Biaxial Stretching Array Based on High-Energy-Efficient MXene- Based Al-Ion Micro-supercapacitor Island and Editable Stretchable Bridge

Employment of multivalent charge carriers with higher charge density to replace frequently used univalent ones can effectively increase the areal capacitance of micro-supercapacitors utilizing few-layered MXene self-assembled electrodes. However, their larger charge density and ionic size usually lead to a sluggish extraction/insertion dynamic between MXene interlayers with limited free space, greatly offsetting the benefits. Herein, we show how to facilitate de-/intercalation of high-valence charge carriers (Al³⁺) by using polypyrrole-coated bacterial cellulose (BC@PPy) nanospacers to expand MXene interlayer space. Together with the longitudinal electron transport path between interlayers synchro-nously constructed by the conductive PPy shell, a significant 496% areal capacitance enhancement (232.79 mF cm^-2) is realized in the fabricated symmetric Al³⁺-ion micro-supercapacitors (AMSCs) with the obtained MXene/BC@PPy hybrid film electrodes employing polyacrylamide/1 M AlCl₃ center dot 6H₂O hydrogel electrolyte relative to the cell with pure MXene film electrodes (39.02 mF cm^-2).
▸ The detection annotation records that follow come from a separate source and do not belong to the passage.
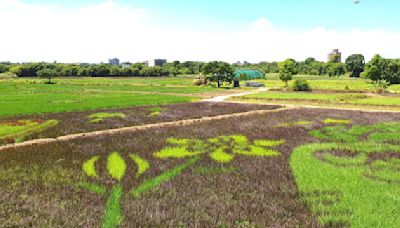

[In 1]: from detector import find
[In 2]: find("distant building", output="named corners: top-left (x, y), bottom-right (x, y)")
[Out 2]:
top-left (108, 58), bottom-right (119, 66)
top-left (147, 59), bottom-right (167, 67)
top-left (236, 61), bottom-right (250, 66)
top-left (328, 49), bottom-right (342, 62)
top-left (121, 63), bottom-right (132, 69)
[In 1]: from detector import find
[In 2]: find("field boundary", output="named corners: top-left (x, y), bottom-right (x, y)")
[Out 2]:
top-left (224, 99), bottom-right (400, 113)
top-left (0, 106), bottom-right (295, 152)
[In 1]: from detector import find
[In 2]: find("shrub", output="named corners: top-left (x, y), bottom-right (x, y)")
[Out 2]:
top-left (293, 79), bottom-right (311, 91)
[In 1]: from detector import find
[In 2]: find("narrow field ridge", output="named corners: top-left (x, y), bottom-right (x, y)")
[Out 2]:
top-left (0, 106), bottom-right (294, 151)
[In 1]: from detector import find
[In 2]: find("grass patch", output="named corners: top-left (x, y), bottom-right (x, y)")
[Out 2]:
top-left (150, 107), bottom-right (164, 116)
top-left (82, 156), bottom-right (100, 177)
top-left (322, 119), bottom-right (351, 124)
top-left (129, 154), bottom-right (150, 178)
top-left (290, 123), bottom-right (400, 227)
top-left (81, 182), bottom-right (107, 195)
top-left (88, 112), bottom-right (126, 124)
top-left (0, 79), bottom-right (198, 116)
top-left (107, 152), bottom-right (126, 181)
top-left (275, 121), bottom-right (312, 127)
top-left (194, 166), bottom-right (237, 175)
top-left (103, 185), bottom-right (124, 228)
top-left (0, 120), bottom-right (58, 144)
top-left (232, 92), bottom-right (400, 107)
top-left (131, 157), bottom-right (200, 198)
top-left (154, 135), bottom-right (285, 163)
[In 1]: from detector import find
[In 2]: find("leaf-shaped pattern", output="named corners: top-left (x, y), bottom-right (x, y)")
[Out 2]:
top-left (82, 156), bottom-right (100, 177)
top-left (210, 148), bottom-right (234, 163)
top-left (107, 152), bottom-right (126, 180)
top-left (129, 154), bottom-right (150, 178)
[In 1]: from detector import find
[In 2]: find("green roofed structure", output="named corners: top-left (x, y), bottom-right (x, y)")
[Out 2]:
top-left (234, 69), bottom-right (264, 81)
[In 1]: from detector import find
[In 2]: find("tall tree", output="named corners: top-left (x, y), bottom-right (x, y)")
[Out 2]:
top-left (278, 59), bottom-right (297, 87)
top-left (203, 61), bottom-right (234, 87)
top-left (37, 68), bottom-right (60, 84)
top-left (345, 54), bottom-right (365, 78)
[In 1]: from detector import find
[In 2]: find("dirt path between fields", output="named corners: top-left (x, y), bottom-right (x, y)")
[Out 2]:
top-left (203, 88), bottom-right (268, 102)
top-left (0, 106), bottom-right (292, 151)
top-left (203, 88), bottom-right (400, 113)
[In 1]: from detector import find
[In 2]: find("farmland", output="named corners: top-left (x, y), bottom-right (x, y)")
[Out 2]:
top-left (257, 74), bottom-right (400, 93)
top-left (0, 78), bottom-right (238, 116)
top-left (0, 76), bottom-right (400, 227)
top-left (0, 104), bottom-right (400, 227)
top-left (234, 92), bottom-right (400, 110)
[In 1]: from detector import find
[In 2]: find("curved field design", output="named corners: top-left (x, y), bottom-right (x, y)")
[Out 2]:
top-left (290, 123), bottom-right (400, 227)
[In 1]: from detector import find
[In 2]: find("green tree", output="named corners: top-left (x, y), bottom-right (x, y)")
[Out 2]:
top-left (278, 59), bottom-right (297, 87)
top-left (37, 68), bottom-right (60, 84)
top-left (362, 55), bottom-right (386, 83)
top-left (327, 62), bottom-right (346, 77)
top-left (345, 54), bottom-right (365, 78)
top-left (203, 61), bottom-right (234, 87)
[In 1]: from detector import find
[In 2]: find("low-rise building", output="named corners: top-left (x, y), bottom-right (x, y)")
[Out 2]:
top-left (328, 49), bottom-right (342, 62)
top-left (147, 59), bottom-right (167, 67)
top-left (108, 58), bottom-right (119, 66)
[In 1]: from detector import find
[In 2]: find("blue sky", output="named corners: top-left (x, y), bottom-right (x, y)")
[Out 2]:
top-left (0, 0), bottom-right (400, 62)
top-left (23, 0), bottom-right (400, 30)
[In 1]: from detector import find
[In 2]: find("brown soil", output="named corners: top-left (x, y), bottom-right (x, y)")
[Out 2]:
top-left (0, 102), bottom-right (280, 140)
top-left (0, 109), bottom-right (400, 227)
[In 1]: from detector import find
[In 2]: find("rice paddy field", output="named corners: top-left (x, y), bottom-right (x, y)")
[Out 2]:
top-left (0, 77), bottom-right (238, 116)
top-left (0, 102), bottom-right (280, 145)
top-left (0, 104), bottom-right (400, 227)
top-left (256, 74), bottom-right (400, 93)
top-left (0, 75), bottom-right (400, 228)
top-left (233, 92), bottom-right (400, 110)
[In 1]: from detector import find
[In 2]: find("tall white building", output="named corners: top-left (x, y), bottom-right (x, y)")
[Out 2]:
top-left (147, 59), bottom-right (167, 67)
top-left (108, 58), bottom-right (119, 66)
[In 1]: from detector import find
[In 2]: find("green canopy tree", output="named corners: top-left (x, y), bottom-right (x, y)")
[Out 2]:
top-left (345, 54), bottom-right (365, 78)
top-left (362, 55), bottom-right (386, 83)
top-left (37, 68), bottom-right (60, 84)
top-left (278, 59), bottom-right (297, 87)
top-left (203, 61), bottom-right (234, 87)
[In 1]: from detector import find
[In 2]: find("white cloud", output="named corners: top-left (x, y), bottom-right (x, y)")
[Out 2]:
top-left (251, 17), bottom-right (272, 29)
top-left (0, 0), bottom-right (400, 62)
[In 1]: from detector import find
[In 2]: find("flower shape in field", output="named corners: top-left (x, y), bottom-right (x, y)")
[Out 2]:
top-left (81, 152), bottom-right (150, 227)
top-left (154, 135), bottom-right (285, 163)
top-left (311, 122), bottom-right (400, 184)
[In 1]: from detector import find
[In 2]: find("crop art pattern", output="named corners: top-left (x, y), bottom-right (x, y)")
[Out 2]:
top-left (81, 135), bottom-right (285, 227)
top-left (291, 122), bottom-right (400, 227)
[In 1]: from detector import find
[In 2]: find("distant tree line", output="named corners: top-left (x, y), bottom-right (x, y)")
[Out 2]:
top-left (0, 54), bottom-right (400, 84)
top-left (362, 55), bottom-right (400, 84)
top-left (0, 61), bottom-right (205, 77)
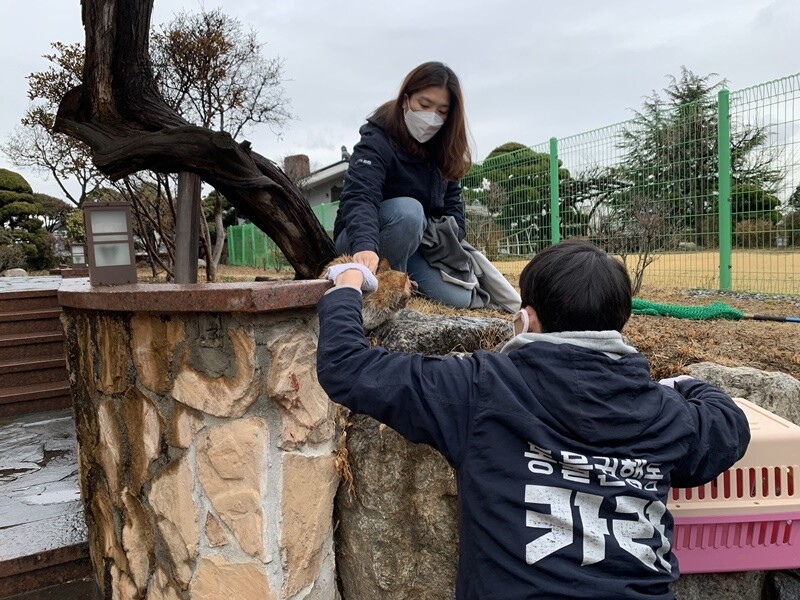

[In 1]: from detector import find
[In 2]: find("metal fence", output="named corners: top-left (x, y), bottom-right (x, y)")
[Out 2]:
top-left (462, 74), bottom-right (800, 294)
top-left (228, 74), bottom-right (800, 294)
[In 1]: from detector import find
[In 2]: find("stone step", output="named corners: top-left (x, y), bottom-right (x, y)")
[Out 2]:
top-left (0, 308), bottom-right (61, 335)
top-left (0, 380), bottom-right (72, 417)
top-left (0, 331), bottom-right (64, 360)
top-left (0, 289), bottom-right (59, 314)
top-left (0, 353), bottom-right (69, 389)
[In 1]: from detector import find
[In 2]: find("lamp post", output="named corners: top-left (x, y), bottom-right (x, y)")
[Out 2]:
top-left (70, 244), bottom-right (86, 269)
top-left (83, 202), bottom-right (136, 286)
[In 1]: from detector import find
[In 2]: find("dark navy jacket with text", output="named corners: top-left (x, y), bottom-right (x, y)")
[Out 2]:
top-left (317, 288), bottom-right (750, 600)
top-left (333, 122), bottom-right (465, 254)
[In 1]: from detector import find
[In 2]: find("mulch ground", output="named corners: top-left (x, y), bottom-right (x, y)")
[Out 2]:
top-left (409, 288), bottom-right (800, 379)
top-left (145, 265), bottom-right (800, 379)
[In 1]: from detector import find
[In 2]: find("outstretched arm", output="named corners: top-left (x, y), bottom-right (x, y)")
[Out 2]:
top-left (672, 379), bottom-right (750, 487)
top-left (317, 270), bottom-right (476, 466)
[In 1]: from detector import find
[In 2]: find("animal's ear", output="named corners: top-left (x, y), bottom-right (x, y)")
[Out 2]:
top-left (375, 258), bottom-right (392, 274)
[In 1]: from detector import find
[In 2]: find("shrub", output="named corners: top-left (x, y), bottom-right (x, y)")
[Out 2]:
top-left (0, 244), bottom-right (25, 273)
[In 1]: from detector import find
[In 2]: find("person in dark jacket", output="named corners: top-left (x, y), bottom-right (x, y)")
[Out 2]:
top-left (334, 62), bottom-right (472, 308)
top-left (317, 241), bottom-right (750, 600)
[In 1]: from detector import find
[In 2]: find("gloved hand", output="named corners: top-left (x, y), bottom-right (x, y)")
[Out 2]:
top-left (326, 263), bottom-right (378, 292)
top-left (658, 375), bottom-right (694, 389)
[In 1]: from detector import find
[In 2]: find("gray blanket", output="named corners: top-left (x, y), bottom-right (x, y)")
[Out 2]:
top-left (420, 217), bottom-right (520, 313)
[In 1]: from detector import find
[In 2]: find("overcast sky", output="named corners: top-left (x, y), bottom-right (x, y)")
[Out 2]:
top-left (0, 0), bottom-right (800, 202)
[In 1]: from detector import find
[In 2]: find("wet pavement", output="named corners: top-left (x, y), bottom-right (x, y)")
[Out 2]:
top-left (0, 409), bottom-right (87, 563)
top-left (0, 275), bottom-right (63, 292)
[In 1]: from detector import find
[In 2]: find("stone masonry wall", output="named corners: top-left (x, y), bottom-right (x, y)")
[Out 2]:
top-left (62, 308), bottom-right (339, 600)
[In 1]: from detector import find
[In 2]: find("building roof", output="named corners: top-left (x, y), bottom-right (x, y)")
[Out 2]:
top-left (299, 160), bottom-right (349, 189)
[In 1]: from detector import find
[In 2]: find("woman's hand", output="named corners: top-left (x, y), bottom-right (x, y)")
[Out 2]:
top-left (353, 250), bottom-right (379, 273)
top-left (333, 269), bottom-right (364, 289)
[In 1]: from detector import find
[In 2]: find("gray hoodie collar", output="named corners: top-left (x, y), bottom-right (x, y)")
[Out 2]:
top-left (500, 331), bottom-right (636, 359)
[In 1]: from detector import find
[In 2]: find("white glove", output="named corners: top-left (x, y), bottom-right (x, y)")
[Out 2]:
top-left (658, 375), bottom-right (694, 389)
top-left (327, 263), bottom-right (378, 292)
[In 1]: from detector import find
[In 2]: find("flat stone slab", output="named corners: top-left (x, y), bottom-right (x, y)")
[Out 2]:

Further benefiting from a high output voltage of 1.2 V, the AMSCs acquire an areal energy density up to 45.3 μW h cm^-2. As a device demonstration, we further fabricate a biaxially stretchable AMSC array, simulate its spatial strain distribution during biaxial stretching, and characterize its electrochemical and mechanical properties up to an extreme areal strain of 300%. The proposed rational fabrication paradigm achieves a new level of combined energy density, stretch performance, and architectural simplicity, which presents a route toward a commercially viable stretchable micro energy-storage system with high energy efficiencies.